Do you walk your friend to the elevator or the lobby and not just the front door, the way he would?

Do you put aside what you are doing when a human being, child or adult, has a story they want to share?

If you were his student, and are now a teacher, do you treat every student as a soul to be carefully heard and nurtured during your time with them?

If remembering my father leaves you a little less cynical, a little less self-absorbed, a little more open to other people than you would have been otherwise, then the message is still being received. Still being broadcast. And the messenger is still here.

Aren’t these pointers a little too easy for the rigor of the holy days that are upon us?

Rosh Hashanah, the Jewish New Year, leads to Yom Kippur, the Jewish Day of Atonement. The path from one to the other is one of confession and commitment to change. What makes Elisha’s remembrance of his father tragic is that he fails to realize that one honors the memory of one’s parents by taking up the torch, recognizing their witness, and articulating how we, their children, can move further along the road of justice and compassion.

Nostalgia for Jewish innocence isn’t the way forward. As Jews, we are no longer innocent. What Elisha leaves out is crucial. How can we move forward without recognizing what needs to be done?

In the end, Elisha’s Rosh Hashanah remembrance saddens me because he fails to understand that the limits of his father, indeed his father’s complicity in the suffering of Palestinians, need not be his own.

Yet Elisha’s own limitation raises, in an urgent way, the way our sons and daughters will remember us.

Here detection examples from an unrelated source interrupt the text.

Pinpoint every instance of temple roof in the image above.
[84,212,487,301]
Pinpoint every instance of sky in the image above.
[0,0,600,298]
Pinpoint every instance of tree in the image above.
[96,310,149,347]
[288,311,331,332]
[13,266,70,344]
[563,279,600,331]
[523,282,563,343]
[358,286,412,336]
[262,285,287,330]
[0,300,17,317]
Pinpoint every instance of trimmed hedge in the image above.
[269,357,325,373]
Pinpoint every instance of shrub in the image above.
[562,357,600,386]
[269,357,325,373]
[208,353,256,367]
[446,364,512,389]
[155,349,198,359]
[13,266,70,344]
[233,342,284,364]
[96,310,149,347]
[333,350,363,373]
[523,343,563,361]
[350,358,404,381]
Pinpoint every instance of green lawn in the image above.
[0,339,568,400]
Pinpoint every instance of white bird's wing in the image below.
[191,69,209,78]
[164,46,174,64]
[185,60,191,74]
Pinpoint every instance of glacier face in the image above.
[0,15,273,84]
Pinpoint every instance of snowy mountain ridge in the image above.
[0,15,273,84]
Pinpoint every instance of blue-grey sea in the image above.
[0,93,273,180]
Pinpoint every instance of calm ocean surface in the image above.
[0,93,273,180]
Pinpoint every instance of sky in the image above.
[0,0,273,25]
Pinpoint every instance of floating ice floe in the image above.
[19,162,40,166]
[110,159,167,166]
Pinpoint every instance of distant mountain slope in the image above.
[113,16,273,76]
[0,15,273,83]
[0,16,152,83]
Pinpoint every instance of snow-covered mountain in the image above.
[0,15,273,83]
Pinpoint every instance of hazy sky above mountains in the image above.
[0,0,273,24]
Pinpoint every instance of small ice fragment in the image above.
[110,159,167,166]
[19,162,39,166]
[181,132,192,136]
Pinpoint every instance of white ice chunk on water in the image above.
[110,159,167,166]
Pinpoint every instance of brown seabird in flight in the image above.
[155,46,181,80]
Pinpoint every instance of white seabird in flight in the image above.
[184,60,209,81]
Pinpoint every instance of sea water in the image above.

The Rosh Hashanah/Yom Kippur season is a time of reckoning. Of course we are flawed. Who better to know that than our sons and daughters? Yet if we speak and act at the most difficult points of our collective and personal life, we provide hope for our children’s future.

Though fragmented and broken, a way forward – a Jewish future of justice and compassion – is possible. Our sons and daughters can take up the torch passed to them and pass it along to their children.

So it is, what I believe Elisha left out, our Book of Life, where we are written in or out during these coming days: “Here I am. Send me.”